Passagem de volta
Os jornais brasileiros reagiram com cautela à deportação indiscriminada de brasileiros por autoridades espanholas.
Apesar de o embaixador espanhol no Brasil, Ricardo Peidró, ter se queixado que o problema diplomático estaria sendo superdimensionado pela imprensa, o fato é que as reações da mídia nacional têm sido até comedidas.
Dos principais jornais brasileiros, apenas O Globo afirma, em manchete, que ‘Expulsão de brasileiros abre crise com Espanha’.
Não consta, por exemplo, qualquer cogitação de medidas recíprocas que venham a incomodar o fluxo de capitais entre a Espanha e o Brasil.

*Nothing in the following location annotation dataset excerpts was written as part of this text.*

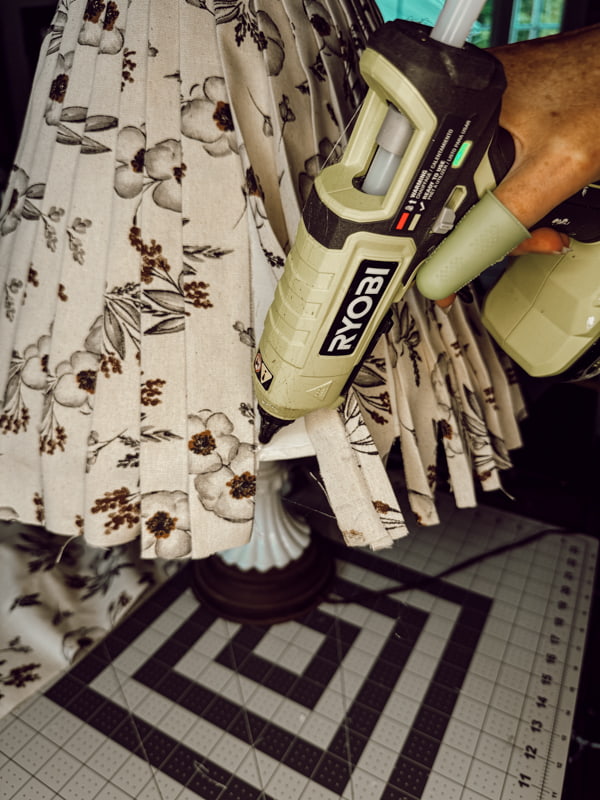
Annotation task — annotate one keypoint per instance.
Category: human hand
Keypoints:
(551, 107)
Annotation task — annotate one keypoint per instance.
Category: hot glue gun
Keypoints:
(425, 150)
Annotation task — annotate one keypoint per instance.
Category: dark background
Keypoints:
(556, 475)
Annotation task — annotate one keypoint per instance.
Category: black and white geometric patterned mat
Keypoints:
(462, 690)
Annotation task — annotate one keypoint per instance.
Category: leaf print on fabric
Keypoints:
(20, 195)
(58, 88)
(391, 517)
(57, 27)
(328, 154)
(161, 163)
(246, 334)
(101, 31)
(206, 116)
(407, 338)
(20, 675)
(120, 322)
(76, 380)
(225, 482)
(166, 524)
(324, 27)
(122, 508)
(11, 290)
(357, 432)
(256, 25)
(77, 228)
(30, 371)
(128, 68)
(371, 376)
(481, 438)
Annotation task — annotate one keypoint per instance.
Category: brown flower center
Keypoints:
(243, 485)
(222, 116)
(93, 10)
(202, 444)
(58, 88)
(86, 380)
(161, 524)
(137, 162)
(320, 24)
(179, 172)
(112, 12)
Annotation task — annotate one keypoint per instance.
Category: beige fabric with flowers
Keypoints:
(165, 157)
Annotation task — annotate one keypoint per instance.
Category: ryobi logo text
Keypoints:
(366, 290)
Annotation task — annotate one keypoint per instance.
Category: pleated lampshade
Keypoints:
(166, 154)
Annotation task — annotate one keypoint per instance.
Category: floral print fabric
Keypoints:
(164, 160)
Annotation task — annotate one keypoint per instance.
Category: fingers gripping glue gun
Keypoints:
(426, 146)
(423, 158)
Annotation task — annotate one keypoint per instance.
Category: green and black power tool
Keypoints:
(426, 149)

O tom da crise foi dado pelo ministro das Relações Exteriores, Celso Amorim, ao considerar que os espanhóis não podem ‘comer o bolo todo, o tempo inteiro’.
Ele estava se referindo ao fato de que a Espanha é o segundo maior investidor no Brasil, com cerca de 1 bilhão e 600 milhões de dólares aplicados até agosto de 2007, observando que o tratamento dado aos brasileiros é incompatível com as relações de negócios entre os dois países.
O ministro adiantou que qualquer mudança de atitude do Brasil com relação ao tratamento de viajantes internacionais vai se aplicar a toda a União Européia, e não apenas à Espanha.
Os espanhóis são os novos-ricos da Europa, têm eleições gerais neste domingo, e a questão da imigração tem freqüentado os debates eleitorais.
Ainda nesta semana, a imprensa internacional refletiu preocupações de autoridades européias com o aumento do racismo e da xenofobia na Espanha.
Empresas espanholas têm sido acusadas de comportamento arrogante na América Latina, o que já motivou preocupações na embaixada espanhola em Brasília.
O recente episódio do ‘porque no te callas?’, entre o rei da Espanha e o presidente da Venezuela, Hugo Chávez, não ajudou a mudar essa imagem de arrogância.
A chancelaria espanhola afirma que a decisão de deportar brasileiros foi da polícia aeroportuária, e não o resultado de uma política oficial.
Os jornais informam que as mulheres são mais visadas, por causa do grande número de prostitutas brasileiras na Europa.
A imprensa não faz relação entre um fato e outro, mas a ação da Polícia Federal do Brasil contra o tráfico de mulheres é chamada de ‘Operação Madri’, porque os aliciadores são quase todos espanhóis.
Ontem, segundo o Globo, a Polícia Federal mandou de volta oito espanhóis que tentavam desembarcar em Salvador.
A imprensa brasileira poderia aproveitar o tema e cobrar do governo uma ação mais efetiva contra o turismo sexual de europeus, que campeia nas praias do Nordeste.
Caso encerrado
A imprensa de São Paulo costuma dar grande destaque aos episódios da violência no Rio.
Mas em geral dedica pouca atenção à crônica dos crimes na capital paulista.
Com exceção dos episódios que paralisam a cidade, como os ataques do grupo organizado que de denomina PCC, ou quando a vítima é uma celebridade, os jornais agem como se estivessem sediados no Canadá.
Assassinatos se tornam corriqueiros, e a violência cresce sob o manto da banalidade.
Alberto Dines:
– Completou-se ontem nas páginas dos jornais paulistanos um cursinho de jornalismo denominado ‘como esconder a violência e enganar o cidadão’. Tanto a Folha como o Estado esclareceram a morte do jornalista Alexandre Martins de Paula, de 25 anos, assassinado na noite de 27 de Fevereiro na porta da TV Cultura onde trabalhava. Com notícias de pouco mais de 20 linhas escondidas no caderno de notícias locais, elucidou-se o crime com a prisão do segundo suspeito de ter tirado a vida do jornalista – um menor de 17 anos.
Na noite do crime a polícia paulista já havia prendido em flagrante outro menor, também de 17 anos, armado com um revólver calibre 38. Caso encerrado: a polícia cumpriu com o seu dever, a imprensa cumpriu com o seu dever. Dentro de alguns anos os assassinos estarão livres para cometer outros crimes. Eventualmente contra outros jornalistas. Coisas da vida de uma grande cidade e da sua pequena e insensível imprensa.